Stig LinderStig Linder is professor of pharmacology at LiU and professor of cancer pharmacology at the Karolinska Institute. The group is working with the development of novel therapeutic principles based on targeting the ubiquitin-proteasome system and targeting mitochondrial function. Our studies are performed in collaboration with Vivolux AB (Mölndal). Two of our compounds have been approved by the FDA for clinical trials.

Development of novel cancer therapy based on inhibition of the ubiquitin-proteasome system.

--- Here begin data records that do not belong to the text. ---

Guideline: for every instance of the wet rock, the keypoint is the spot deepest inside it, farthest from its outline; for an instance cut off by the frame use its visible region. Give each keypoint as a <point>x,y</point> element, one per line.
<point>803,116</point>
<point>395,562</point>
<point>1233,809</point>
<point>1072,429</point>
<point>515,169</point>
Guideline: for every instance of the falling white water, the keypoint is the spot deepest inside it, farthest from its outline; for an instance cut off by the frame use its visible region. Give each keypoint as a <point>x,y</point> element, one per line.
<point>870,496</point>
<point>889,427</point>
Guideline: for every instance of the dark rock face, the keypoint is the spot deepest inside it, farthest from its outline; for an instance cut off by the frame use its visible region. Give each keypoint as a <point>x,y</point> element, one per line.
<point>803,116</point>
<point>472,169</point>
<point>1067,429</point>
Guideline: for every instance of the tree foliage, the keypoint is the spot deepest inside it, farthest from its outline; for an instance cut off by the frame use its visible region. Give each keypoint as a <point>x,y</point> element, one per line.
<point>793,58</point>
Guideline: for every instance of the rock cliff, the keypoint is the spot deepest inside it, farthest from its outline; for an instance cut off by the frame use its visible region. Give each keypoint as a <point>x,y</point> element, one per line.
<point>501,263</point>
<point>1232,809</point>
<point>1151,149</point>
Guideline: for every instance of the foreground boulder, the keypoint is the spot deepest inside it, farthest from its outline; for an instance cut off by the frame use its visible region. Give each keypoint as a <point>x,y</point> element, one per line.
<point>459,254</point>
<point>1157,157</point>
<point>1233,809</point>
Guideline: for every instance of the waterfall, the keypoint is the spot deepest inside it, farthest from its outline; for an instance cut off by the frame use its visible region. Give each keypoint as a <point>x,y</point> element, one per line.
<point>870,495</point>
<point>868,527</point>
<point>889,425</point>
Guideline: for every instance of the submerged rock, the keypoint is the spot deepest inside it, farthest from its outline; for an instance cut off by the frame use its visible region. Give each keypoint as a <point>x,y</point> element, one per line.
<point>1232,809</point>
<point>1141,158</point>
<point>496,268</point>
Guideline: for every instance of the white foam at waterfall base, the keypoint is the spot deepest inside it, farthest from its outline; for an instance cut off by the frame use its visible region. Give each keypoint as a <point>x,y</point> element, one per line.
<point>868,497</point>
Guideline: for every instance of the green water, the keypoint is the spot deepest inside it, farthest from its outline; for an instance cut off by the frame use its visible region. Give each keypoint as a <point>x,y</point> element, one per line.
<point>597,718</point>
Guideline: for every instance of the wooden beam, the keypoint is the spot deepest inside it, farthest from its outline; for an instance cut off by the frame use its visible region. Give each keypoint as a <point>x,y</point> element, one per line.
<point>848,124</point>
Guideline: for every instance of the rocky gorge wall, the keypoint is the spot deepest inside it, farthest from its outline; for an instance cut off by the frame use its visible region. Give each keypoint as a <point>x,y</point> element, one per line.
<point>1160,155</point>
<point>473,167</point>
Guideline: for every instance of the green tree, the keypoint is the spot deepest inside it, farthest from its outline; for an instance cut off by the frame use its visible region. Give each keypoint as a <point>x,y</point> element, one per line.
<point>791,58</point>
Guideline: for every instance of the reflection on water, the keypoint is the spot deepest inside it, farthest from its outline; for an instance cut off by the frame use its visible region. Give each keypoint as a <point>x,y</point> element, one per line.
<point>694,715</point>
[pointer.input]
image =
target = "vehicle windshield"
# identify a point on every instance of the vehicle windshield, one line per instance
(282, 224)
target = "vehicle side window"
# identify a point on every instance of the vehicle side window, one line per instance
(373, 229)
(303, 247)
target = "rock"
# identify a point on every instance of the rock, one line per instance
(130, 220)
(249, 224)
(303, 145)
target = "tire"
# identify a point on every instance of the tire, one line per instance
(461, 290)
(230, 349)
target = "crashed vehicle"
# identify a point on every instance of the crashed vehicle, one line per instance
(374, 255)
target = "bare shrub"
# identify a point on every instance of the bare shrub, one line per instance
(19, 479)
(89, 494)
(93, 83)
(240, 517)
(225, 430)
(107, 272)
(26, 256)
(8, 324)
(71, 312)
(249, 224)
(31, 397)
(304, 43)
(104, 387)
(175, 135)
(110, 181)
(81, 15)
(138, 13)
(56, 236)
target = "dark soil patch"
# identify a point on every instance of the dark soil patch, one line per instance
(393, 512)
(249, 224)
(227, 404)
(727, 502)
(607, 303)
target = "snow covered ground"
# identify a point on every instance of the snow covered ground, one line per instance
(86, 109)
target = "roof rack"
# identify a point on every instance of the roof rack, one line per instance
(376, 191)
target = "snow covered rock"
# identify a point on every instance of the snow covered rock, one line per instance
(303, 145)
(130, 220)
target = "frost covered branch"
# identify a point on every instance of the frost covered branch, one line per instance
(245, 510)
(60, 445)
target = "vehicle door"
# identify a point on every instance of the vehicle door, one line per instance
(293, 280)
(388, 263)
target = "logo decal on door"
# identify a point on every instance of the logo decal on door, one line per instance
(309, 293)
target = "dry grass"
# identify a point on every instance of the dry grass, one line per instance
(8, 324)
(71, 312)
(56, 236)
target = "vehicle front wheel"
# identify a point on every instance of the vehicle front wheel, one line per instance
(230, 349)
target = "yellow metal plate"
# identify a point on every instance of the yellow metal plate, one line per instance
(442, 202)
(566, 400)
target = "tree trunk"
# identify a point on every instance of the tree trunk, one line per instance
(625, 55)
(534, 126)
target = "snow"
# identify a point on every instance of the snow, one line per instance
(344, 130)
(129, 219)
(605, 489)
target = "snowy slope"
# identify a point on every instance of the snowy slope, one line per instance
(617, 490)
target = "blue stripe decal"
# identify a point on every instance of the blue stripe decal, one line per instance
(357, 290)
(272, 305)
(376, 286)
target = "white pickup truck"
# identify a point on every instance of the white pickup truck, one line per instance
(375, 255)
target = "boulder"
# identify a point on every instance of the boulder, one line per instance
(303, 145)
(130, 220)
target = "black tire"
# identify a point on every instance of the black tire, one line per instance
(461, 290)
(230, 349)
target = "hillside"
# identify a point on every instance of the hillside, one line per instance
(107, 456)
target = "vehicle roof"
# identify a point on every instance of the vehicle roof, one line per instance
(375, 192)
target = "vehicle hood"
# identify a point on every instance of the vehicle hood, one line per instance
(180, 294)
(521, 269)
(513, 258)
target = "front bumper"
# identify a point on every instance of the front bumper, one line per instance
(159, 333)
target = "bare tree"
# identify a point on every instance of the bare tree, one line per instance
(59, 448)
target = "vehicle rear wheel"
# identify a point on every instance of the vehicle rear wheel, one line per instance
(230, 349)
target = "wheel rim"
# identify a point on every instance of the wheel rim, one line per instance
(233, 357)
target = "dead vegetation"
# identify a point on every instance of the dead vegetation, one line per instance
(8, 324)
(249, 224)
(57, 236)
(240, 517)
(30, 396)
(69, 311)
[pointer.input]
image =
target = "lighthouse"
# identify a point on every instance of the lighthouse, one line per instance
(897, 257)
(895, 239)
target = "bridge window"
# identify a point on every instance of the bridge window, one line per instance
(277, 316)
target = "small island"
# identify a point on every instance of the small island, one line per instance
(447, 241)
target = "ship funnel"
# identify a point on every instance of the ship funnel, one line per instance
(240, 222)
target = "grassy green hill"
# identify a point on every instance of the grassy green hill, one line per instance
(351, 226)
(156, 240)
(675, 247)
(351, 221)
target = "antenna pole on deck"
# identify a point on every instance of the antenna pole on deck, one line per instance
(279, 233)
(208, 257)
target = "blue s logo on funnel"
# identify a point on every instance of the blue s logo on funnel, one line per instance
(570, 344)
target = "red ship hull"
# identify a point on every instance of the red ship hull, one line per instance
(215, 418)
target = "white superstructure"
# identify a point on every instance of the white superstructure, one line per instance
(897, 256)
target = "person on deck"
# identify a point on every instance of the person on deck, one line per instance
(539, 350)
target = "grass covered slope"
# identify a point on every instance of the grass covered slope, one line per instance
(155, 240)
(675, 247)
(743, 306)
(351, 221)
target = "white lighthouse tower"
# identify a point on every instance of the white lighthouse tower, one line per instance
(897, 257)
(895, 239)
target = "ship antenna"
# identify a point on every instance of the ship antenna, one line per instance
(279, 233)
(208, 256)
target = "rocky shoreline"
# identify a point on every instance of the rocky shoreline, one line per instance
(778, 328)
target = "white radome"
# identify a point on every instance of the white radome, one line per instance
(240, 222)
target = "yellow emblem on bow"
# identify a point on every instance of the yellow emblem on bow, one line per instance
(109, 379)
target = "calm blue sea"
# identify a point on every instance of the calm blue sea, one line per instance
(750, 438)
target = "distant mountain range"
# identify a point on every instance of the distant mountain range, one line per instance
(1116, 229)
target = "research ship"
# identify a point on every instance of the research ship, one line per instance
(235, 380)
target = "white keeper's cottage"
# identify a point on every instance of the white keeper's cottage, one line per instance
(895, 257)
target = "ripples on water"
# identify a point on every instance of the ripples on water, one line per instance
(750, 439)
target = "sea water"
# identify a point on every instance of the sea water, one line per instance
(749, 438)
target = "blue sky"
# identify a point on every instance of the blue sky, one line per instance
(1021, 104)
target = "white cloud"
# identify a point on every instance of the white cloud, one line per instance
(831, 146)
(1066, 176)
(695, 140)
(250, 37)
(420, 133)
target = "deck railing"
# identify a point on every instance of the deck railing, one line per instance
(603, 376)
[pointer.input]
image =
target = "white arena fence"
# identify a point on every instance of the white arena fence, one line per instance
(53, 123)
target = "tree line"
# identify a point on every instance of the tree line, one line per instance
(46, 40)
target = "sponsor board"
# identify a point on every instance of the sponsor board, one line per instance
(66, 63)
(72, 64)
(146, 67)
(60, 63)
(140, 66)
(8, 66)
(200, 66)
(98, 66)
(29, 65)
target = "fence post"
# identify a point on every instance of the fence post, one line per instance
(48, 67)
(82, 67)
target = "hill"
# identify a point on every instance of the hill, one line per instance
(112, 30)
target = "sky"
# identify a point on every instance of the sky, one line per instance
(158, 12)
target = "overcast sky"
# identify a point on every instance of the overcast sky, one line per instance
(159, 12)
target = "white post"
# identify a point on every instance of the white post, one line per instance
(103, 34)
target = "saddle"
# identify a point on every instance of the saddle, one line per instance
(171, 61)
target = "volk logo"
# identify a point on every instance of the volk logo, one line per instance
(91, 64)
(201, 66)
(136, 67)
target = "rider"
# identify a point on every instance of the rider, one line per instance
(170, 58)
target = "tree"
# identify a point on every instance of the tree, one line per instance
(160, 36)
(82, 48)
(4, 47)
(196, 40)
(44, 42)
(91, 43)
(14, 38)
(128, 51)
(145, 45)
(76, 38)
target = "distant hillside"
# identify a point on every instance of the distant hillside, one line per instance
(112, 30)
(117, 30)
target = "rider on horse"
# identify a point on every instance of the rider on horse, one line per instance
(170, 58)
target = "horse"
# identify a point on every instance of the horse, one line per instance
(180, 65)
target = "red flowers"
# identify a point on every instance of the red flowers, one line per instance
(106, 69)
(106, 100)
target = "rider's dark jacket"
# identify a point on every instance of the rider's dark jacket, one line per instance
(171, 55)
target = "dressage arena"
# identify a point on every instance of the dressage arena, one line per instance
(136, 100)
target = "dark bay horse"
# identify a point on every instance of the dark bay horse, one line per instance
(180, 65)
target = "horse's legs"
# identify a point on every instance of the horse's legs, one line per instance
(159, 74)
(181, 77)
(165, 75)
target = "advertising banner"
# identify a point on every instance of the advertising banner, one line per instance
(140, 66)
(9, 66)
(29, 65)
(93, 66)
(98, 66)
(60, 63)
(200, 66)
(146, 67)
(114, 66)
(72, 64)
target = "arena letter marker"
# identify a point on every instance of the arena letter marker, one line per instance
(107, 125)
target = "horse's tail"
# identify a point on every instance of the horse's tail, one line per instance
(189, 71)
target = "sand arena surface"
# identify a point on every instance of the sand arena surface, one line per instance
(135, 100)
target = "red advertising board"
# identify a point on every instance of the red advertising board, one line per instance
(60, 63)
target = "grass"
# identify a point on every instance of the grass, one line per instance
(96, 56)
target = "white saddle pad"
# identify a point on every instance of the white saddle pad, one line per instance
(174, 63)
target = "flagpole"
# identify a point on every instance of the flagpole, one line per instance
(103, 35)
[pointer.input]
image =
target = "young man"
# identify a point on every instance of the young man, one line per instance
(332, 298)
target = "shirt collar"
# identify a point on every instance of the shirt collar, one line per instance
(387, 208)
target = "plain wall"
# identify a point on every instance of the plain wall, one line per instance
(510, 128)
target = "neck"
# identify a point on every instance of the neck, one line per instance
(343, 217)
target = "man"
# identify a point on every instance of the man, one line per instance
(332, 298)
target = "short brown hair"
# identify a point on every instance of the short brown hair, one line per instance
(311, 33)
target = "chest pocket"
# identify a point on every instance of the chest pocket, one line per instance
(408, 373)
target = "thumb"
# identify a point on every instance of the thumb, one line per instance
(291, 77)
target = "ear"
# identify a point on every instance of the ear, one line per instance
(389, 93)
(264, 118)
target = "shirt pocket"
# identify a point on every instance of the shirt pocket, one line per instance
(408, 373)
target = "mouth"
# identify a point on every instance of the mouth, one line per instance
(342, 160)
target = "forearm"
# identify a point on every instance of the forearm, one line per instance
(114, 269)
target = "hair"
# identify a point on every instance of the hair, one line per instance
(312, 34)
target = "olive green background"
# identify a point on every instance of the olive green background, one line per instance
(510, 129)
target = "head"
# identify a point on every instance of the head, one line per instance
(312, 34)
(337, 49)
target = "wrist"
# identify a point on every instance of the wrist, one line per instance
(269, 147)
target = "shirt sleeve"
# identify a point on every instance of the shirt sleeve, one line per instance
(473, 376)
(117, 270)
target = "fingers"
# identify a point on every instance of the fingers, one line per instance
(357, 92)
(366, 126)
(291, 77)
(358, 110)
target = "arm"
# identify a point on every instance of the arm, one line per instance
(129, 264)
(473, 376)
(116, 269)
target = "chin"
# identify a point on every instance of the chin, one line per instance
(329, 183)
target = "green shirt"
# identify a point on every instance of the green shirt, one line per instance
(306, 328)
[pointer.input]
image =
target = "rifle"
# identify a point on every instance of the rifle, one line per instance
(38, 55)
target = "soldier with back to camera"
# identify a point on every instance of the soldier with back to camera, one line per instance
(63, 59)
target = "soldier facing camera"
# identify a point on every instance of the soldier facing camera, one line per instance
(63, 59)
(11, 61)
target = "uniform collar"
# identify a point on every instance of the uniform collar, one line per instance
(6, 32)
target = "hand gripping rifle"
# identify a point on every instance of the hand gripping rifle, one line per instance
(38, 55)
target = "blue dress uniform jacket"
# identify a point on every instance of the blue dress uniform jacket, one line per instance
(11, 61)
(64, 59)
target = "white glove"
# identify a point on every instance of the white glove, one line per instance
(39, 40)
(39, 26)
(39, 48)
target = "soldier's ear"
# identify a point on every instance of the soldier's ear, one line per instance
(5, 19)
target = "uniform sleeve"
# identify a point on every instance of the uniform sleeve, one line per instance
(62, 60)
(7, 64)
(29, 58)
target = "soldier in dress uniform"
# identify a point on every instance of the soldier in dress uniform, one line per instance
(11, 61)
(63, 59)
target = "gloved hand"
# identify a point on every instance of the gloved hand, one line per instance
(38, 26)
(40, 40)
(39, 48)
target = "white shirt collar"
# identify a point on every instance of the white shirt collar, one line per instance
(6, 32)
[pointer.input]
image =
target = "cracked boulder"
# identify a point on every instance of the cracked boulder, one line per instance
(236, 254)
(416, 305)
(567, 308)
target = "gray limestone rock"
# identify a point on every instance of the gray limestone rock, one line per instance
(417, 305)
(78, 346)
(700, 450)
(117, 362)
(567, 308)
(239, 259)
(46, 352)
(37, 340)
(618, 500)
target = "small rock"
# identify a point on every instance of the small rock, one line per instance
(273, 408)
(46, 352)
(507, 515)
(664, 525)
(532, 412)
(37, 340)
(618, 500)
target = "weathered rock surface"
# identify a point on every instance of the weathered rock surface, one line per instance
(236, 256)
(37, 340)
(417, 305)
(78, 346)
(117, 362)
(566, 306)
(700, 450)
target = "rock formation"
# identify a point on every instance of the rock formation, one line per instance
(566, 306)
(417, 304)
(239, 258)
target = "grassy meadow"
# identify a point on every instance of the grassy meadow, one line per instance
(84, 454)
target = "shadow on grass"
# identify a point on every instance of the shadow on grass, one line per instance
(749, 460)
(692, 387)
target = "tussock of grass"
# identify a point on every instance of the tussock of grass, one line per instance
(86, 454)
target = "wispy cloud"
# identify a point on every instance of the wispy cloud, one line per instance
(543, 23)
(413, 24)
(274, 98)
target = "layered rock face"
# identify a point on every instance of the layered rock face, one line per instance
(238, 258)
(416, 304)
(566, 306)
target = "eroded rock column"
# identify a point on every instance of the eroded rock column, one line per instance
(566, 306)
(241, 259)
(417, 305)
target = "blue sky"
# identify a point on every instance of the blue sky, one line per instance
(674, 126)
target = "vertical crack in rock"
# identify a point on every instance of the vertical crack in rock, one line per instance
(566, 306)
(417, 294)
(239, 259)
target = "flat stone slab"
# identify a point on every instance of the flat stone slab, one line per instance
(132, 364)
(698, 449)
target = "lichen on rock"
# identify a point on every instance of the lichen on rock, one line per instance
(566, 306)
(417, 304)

Tumor cells display enhanced sensitivity to disruptions in the ubiquitin-proteasome system UPS) making this an attractive target for the development of anti-cancer therapies. Ubiquitin-tagged substrates are degraded by the 26S proteasome; a multisubunit complex comprising a proteolytic 20S core particle (20S CP) capped by 19S regulatory particles (19S RP). The 20S CP has evolved as an important target for anti-cancer drug development, resulting in the approval of bortezomib (Velcade®) for the treatment of multiple myeloma. We have identified the small molecule b-AP15 as a novel class of proteasome inhibitor that functions by abrogating the deubiquitinating (DUB) activity of the 19S RP (D’Arcy et al., Nature Medicine 2011). b-AP15 inhibits the activity of two 19S RP-associated DUBs, UCHL5 and USP14. Consistent with DUB inhibition, treatment with b-AP15 caused the accumulation of polyubiquitinated proteins with higher molecular weight compared to bortezomib treatment and induced a stronger proteotoxic response.  Importantly, apoptosis induction by b-AP15 differed from that of bortezomib by being insensitive to disruptions of the p53 tumor suppressor and insensitive to overexpression of the intrinsic apoptotic suppressor Bcl-2. b-AP15 shows strong activity on multiple myeloma models (Tian et al.., Blood 2014) and clinical trials are planned for this disease. Our results suggest that inhibiting the DUB activity of the 19S RP may be a novel target for the treatment of cancer.